In a statement issued on Wednesday, the Commission said that while the administration had largely refrained from using force to prevent the tenants’ march elsewhere in Punjab, tenants in the Khanewal district were baton-charged by the police and faced tear gas shelling and detention during their efforts to march to Lahore and hundreds were booked under the Anti-Terrorism Act. HRCP said that it was not in a position to determine what cause, if any, the tenants had given for the use of force by a police contingent blocking a key highway in Khanewal. However, the commission acknowledged that at least some policemen were also injured in addition to the scores of tenants, including women and children, injured when police beat the marchers with batons and used tear-gas shells to disperse them.

HRCP said that such use of force against unarmed tenants was uncalled for when the police had already blocked the road by placing containers on it. HRCP expressed serious concern that since the police action in Khanewal on Monday scores of marchers remained unaccounted for until Wednesday. These included women and children. Scores of motorbikes and other vehicles used by the marchers travelling to Lahore were also damaged in the police action or were in police custody.

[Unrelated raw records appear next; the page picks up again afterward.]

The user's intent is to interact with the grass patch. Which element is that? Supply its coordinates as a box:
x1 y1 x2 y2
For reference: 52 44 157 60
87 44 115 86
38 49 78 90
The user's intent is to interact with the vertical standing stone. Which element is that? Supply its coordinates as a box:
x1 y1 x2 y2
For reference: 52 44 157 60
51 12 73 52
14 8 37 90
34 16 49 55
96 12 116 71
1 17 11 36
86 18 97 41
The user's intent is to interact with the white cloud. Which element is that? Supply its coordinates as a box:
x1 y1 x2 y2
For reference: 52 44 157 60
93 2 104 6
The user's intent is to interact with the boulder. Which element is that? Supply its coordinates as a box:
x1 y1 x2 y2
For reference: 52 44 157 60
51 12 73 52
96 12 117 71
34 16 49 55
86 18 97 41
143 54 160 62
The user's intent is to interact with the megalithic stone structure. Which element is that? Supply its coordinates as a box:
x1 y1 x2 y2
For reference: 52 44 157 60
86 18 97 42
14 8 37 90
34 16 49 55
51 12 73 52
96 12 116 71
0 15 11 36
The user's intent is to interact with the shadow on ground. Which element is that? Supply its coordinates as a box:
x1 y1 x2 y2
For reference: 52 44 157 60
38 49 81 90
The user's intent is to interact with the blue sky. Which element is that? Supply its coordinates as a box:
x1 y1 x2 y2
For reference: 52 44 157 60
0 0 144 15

HRCP expressed concern at the use of force to prevent the tenants from marching peacefully to press for their legitimate demands and said that registration of cases under the anti-terrorism law was utterly unwarranted. HRCP demanded that the authorities must immediately acknowledge detention of every tenant in custody, inform the family and the tenants’ organisations about the place of their detention and produce them in court at the earliest if there were any charges against them. All other tenants must be released forthwith, HRCP demanded. The commission also noted that the police had established checkpoints outside villages of tenants and emphasised that the authorities should listen to the tenants’ demands and must desist from harassing them.